Изменить размер шрифта - +

– Все вы там такие…

Отец вытирал грязной тряпицей слезящиеся красные глаза, щипал на подбородке реденькую размохрявленную рогожку и молчал.

Под конец Есенин давал денег и поскорей выпроваживал старика из Москвы.

После отъезда начинал советоваться, как быть с сёстрами – брать в Москву учиться или нет. Склонялся к тому, чтобы сейчас погодить, а может быть, и насовсем оставить в деревне. Пытался в этом добросовестно убедить себя. Выдумывал доводы, в которые сам же не верил. Разводил философию по гамсуновскому «Пану» о счастии на природе и с землёй, о том, что мало де радости трепать юбки по панелям и делать аборты.

– Пусть уж лучше хлев чистят да детей рожают.

Сам же бесконечно любил и город, и городскую жизнь, и городскую панель, исшарканную и заплёванную. За четыре года, которые мы прожили вместе, всего один раз он выбрался в своё Константиново. Собирался прожить там недельки полторы, а прискакал через три дня обратно, отплёвываясь, отбрыкиваясь и рассказывая, смеясь, как на другой же день поутру не знал, куда там себя девать от зелёной тоски.

Сестёр же своих не хотел везти в город, чтобы, став «барышнями», они не обобычнили его фигуры. Для цилиндра, смокинга и чёрной крылатки  (о которых тогда уже он мечтал), каким превосходным контрастом должен был послужить зипун и цветистый ситцевый платок на сёстрах, корявая соха отца и материн подойник.

 

8

 

 

В памяти – один пожар в Нижнем. Горели дома по съезду. Съезд крутой. Глядишь – и как это не скувыркнутся домишки. Под глиняной пяткой съезда, в вонючем грязном овраге – Балчуг: ларьки, лавчонки, магазинчики со всякой рухлядью. Большие страсти и копеечная торговля.

Когда вспыхнул съезд, а ветер, вздымая клубами красную пыль, понёс её к Балчугу, огромная чёрная толпа, глазеющая на пожар, дрогнула. Несколько поодаль стоял человек почти на голову выше ровной чёрной стены из людей. Серая шляпа, серый светлый костюм с красной искоркой, жёлтые перчатки и жёлтые лаковые ботинки делали его похожим на иностранца. Но глаза, рот и бритые, мягко округляющиеся скулы были нашими, нижегородскими. Тут уже не проведёшь никаким аглицким материалом, никакой искоркой на костюме, никакими перчатками – пусть даже самыми жёлтыми в мире.

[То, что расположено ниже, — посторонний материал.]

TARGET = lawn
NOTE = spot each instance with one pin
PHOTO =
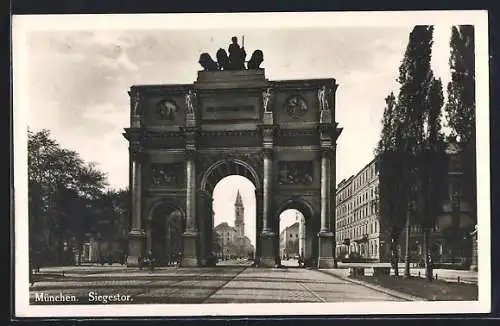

Стоял он, как монумент из серого чугуна. И на пожар то глядел по монументовски – сверху вниз. Потом снял шляпу и заложил руки за спину. Смотрю: совсем как чугунный Пушкин на Тверском бульваре.

Вдруг: кто то шёпотом произнёс его имя. Оно обежало толпу. И тот, кто соперничал с чугуном, стал соперничать с пламенем.

Люди отворачивались от пожара, заглядывали бесцеремоннейшим образом ему в глаза, тыкали пальцем в его сторону и перешёптывались.

Несколькими часами позже я встретил мой монумент на Большой Покровке – главной нижегородской улице. Несколько кварталов прошёл я по другой стороне, не спуская с него глаз. А потом месяца три подряд писал штук по пять стихотворений в сутки, чтобы только приблизить срок прекрасной славы и не лопнуть от нетерпения, ожидая дня, когда и в мою сторону станут тыкать бесцеремонным пальцем.

Прошло много лет.

Держась за руки, мы бежали с Есениным по Кузнецкому Мосту.

Вдруг я увидел его  . Он стоял около автомобиля. Опять очень хороший костюм, очень мягкая шляпа и какие то необычайные перчатки. Опять похожий на иностранца… с нижегородскими глазами и бритыми, мягко округляющимися, нашими русапетскими скулами.

Я подумал: «Хорошо, что монументы не старятся!» Так же обгоняющие тыкали в его сторону пальцами, заглядывали под шляпу и шуршали языками:

– Шаляпин  .

Я почувствовал, как задрожала от волнения рука Есенина. Расширились зрачки. На желтоватых, матовых его щеках от волнения выступил румянец.